Ini Dia Pelajar Pelopor Keselamatan Lalu Lintas

    JAKARTA (Bisnis Jakarta)-
    Lima pelajar dari berbagai daerah masing-masing terpilih sebagai Pelopor Keselamatan Lalu Lintas dan Angkutan Jalan Tingkat Nasional Tahun 2018. Keberhasilan mereka yang berhasil menyisihkan ratusan pelajar dari berbagai provinsi itu diumumkan dalam suatu acara  di Jakarta, Rabu (12/10).

    Dirjen Perhubungan Darat Kemenhub Budi Setiyadi berharap, adanya komitmen dari semua pihak terkait, dalam melakukan penanganan keselamatan lalu lintas dan angkutan jalan secara komprehensif dengan target untuk menekan tingkat fatalitas terutama jumlah korban meninggal dunia yang diakibatkan oleh kecelakaan lalu lintas di jalan.

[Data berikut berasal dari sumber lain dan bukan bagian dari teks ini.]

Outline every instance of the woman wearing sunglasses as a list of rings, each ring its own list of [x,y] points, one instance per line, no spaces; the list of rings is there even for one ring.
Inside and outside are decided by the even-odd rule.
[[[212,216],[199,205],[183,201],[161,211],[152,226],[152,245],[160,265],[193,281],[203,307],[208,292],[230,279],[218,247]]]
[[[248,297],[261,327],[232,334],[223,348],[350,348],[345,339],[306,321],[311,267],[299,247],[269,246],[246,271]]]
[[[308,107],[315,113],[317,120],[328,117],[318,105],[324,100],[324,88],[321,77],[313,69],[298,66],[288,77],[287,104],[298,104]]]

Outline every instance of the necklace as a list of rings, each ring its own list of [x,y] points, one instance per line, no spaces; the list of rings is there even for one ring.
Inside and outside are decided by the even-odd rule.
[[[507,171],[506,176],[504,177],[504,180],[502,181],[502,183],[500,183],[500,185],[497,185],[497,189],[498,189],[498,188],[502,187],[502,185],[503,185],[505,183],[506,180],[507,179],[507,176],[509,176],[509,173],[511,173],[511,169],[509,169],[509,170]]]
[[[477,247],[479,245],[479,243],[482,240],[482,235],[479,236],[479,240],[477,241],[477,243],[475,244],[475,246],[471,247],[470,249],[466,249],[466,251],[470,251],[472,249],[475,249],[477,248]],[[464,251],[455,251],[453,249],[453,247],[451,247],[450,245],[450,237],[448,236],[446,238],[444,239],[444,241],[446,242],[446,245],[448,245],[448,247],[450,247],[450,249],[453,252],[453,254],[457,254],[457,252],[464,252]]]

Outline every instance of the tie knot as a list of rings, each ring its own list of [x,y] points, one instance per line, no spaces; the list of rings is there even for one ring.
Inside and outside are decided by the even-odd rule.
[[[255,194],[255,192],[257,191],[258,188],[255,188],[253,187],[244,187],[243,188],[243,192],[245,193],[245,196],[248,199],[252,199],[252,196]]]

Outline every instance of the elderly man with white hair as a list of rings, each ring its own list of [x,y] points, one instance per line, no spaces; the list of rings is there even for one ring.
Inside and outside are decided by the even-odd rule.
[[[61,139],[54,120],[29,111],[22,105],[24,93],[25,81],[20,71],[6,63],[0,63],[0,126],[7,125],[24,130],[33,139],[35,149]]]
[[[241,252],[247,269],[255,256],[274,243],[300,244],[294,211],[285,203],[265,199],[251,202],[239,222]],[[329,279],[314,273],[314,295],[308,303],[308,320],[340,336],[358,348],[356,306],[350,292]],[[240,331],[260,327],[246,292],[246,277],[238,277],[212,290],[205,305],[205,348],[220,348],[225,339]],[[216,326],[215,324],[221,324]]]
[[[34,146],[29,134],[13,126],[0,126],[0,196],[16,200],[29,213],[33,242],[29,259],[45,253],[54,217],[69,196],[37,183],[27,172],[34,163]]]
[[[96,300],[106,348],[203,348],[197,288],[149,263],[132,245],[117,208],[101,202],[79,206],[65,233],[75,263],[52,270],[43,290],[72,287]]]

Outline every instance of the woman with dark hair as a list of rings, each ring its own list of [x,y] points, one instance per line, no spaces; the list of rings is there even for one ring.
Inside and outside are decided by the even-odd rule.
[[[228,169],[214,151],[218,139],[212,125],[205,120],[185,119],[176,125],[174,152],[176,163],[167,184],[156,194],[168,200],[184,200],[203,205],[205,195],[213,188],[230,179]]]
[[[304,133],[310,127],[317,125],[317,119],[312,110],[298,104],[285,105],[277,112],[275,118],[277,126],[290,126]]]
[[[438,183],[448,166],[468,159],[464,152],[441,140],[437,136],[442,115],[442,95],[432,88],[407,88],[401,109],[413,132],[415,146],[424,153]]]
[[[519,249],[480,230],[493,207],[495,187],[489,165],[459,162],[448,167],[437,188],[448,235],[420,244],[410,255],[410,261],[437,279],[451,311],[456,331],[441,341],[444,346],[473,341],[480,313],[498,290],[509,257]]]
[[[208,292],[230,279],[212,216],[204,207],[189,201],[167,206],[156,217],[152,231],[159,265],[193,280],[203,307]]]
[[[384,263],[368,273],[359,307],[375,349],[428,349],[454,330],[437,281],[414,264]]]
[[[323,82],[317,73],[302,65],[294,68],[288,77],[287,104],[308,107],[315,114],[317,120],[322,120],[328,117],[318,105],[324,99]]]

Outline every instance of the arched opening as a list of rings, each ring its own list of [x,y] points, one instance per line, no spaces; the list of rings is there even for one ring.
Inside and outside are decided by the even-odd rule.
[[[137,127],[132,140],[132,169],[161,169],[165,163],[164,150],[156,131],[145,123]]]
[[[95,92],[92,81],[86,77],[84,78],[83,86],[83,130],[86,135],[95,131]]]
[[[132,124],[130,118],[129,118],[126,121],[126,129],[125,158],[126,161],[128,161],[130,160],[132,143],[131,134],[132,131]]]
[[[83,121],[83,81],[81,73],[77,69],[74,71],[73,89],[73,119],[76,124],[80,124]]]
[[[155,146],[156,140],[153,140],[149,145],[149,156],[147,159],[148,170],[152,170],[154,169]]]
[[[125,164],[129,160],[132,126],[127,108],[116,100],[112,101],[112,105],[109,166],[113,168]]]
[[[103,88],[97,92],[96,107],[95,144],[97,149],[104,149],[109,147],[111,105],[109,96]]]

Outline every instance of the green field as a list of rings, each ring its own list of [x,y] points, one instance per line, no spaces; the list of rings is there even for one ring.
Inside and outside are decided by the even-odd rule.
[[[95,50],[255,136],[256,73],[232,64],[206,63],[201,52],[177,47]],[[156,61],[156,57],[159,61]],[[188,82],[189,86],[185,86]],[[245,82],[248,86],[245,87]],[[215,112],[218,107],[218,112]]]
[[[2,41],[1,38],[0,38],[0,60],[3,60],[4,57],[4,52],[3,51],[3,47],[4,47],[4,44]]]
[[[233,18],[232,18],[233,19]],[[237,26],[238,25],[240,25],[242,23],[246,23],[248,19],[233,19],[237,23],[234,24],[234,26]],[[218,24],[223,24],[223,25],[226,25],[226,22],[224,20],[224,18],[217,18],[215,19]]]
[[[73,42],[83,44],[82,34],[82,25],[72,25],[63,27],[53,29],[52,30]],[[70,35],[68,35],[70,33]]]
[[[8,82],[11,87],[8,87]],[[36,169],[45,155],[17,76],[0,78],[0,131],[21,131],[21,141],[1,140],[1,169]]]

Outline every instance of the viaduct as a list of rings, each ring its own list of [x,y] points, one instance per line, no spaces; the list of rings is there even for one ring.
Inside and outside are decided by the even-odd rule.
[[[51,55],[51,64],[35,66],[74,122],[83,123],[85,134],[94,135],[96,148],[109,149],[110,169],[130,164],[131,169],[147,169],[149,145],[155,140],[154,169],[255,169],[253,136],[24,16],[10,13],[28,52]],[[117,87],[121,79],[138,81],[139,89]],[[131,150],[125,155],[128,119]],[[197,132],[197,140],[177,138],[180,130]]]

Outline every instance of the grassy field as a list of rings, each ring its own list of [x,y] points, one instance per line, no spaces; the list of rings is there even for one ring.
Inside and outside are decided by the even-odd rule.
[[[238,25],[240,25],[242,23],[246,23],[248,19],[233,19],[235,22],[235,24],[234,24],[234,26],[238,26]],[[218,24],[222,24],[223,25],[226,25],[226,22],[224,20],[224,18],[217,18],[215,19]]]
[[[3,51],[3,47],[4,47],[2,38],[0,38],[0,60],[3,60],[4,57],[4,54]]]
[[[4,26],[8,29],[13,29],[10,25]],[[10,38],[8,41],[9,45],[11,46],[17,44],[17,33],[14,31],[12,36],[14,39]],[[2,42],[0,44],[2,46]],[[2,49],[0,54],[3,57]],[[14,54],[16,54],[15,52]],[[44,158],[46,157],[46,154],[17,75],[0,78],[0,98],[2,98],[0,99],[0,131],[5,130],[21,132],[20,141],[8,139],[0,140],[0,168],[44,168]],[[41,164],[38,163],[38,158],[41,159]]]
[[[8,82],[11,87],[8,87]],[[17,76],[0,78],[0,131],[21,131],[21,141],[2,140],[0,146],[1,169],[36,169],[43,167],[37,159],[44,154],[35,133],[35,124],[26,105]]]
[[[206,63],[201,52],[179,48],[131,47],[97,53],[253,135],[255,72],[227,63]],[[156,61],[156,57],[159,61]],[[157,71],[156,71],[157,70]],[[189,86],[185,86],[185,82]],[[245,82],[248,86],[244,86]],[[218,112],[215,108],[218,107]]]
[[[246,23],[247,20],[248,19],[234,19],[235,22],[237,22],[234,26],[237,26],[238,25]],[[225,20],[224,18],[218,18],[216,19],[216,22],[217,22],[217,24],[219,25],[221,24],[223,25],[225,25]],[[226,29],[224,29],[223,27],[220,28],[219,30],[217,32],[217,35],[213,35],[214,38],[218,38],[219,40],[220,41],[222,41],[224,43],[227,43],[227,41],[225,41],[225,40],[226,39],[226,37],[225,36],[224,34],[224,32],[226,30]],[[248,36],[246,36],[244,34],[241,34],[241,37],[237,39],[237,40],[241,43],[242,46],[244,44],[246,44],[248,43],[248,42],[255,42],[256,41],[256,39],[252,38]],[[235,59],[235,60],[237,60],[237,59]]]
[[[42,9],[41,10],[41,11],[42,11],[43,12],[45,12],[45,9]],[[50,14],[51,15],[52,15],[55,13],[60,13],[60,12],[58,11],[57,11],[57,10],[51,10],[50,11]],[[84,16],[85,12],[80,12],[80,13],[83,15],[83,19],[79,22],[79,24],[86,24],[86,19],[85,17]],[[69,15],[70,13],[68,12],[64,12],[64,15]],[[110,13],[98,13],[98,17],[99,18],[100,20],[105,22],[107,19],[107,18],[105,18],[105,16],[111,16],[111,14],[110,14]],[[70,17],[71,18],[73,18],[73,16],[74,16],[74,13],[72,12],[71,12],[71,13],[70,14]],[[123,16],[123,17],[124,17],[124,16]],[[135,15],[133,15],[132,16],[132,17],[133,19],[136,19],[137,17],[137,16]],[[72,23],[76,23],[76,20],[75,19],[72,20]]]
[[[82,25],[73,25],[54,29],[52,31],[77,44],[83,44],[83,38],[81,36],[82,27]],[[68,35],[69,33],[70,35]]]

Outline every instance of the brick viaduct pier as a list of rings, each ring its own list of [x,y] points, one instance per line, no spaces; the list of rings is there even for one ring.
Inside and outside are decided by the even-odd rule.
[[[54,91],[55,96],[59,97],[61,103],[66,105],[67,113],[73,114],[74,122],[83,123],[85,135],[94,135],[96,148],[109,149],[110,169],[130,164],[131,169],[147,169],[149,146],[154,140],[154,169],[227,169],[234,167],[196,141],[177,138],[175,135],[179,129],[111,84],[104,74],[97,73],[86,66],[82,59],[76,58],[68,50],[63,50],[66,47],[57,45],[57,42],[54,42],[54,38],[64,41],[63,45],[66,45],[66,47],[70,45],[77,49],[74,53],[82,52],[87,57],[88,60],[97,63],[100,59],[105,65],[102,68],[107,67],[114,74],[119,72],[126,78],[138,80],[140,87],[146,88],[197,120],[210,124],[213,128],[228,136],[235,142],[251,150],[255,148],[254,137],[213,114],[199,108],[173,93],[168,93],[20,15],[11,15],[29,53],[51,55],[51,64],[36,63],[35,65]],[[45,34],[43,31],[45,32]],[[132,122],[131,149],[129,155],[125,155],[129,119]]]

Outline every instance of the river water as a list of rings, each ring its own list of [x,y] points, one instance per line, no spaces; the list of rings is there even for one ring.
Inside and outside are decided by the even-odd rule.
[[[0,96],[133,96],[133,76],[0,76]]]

    Strategi penanganan keselamatan lalu lintas dan angkutan jalan, kata Dirjen, dilakukan melalui lima pilar yang tertuang dalam Rencana Umum Nasional Keselamatan (RUNK) Jalan yaitu manajemen keselamatan jalan, jalan yang berkeselamatan, kendaraan yang berkeselamatan, pengguna jalan yang berkeselamatan, dan penanganan pasca kecelakaan.

    Dirjen mengatakan, pemilihan Pelajar Pelopor Keselamatan Lalu Lintas dan Angkutan Jalan ini sejalan dengan telah terbentuknya Pemuda Pelopor Keselamatan Transportasi Jalan di dunia yang pertama kali dideklarasikan tanggal 23-24 April 2007 di Genewa Swiss.

    Ia berharap, kegiatan ini bermanfaat bagi peningkatan keselamatan transportasi darat khususnya keselamatan lalu lintas dan angkutan jalan, dan diharapkan pada tahun yang akan datang Pemilihan Pelajar Pelopor Keselamatan Lalu Lintas dan Angkutan Jalan ini dapat diikuti lebih banyak pelajar.

    Kepada para pelajar, Dirjen berpesan bahwa penghargaan bukan segala-galanya, tetap lanjutkan semangat untuk menyampaikan pesan keselamatan bagi lingkungan sekolah dan masyarakat. Ia mengatakan, yang sudah mengikuti kompetisi ini adalah agen perubahan terhadap lingkungan keluarga dan lingkungan sekolah untuk sadar terhadap keselamatan berlalu lintas.

    Setelah berakhirnya kegiatan ini, kata dia, hendaknya para peserta dapat melanjutkan aktivitas dalam kehidupan bermasyarakat untuk berperan aktif dalam program-program keselamatan yang diselenggarakan oleh pemerintah daerah dimana peserta berdomisili. "Jadilah teladan bagi masyarakat dalam bertransportasi," katanya. (son)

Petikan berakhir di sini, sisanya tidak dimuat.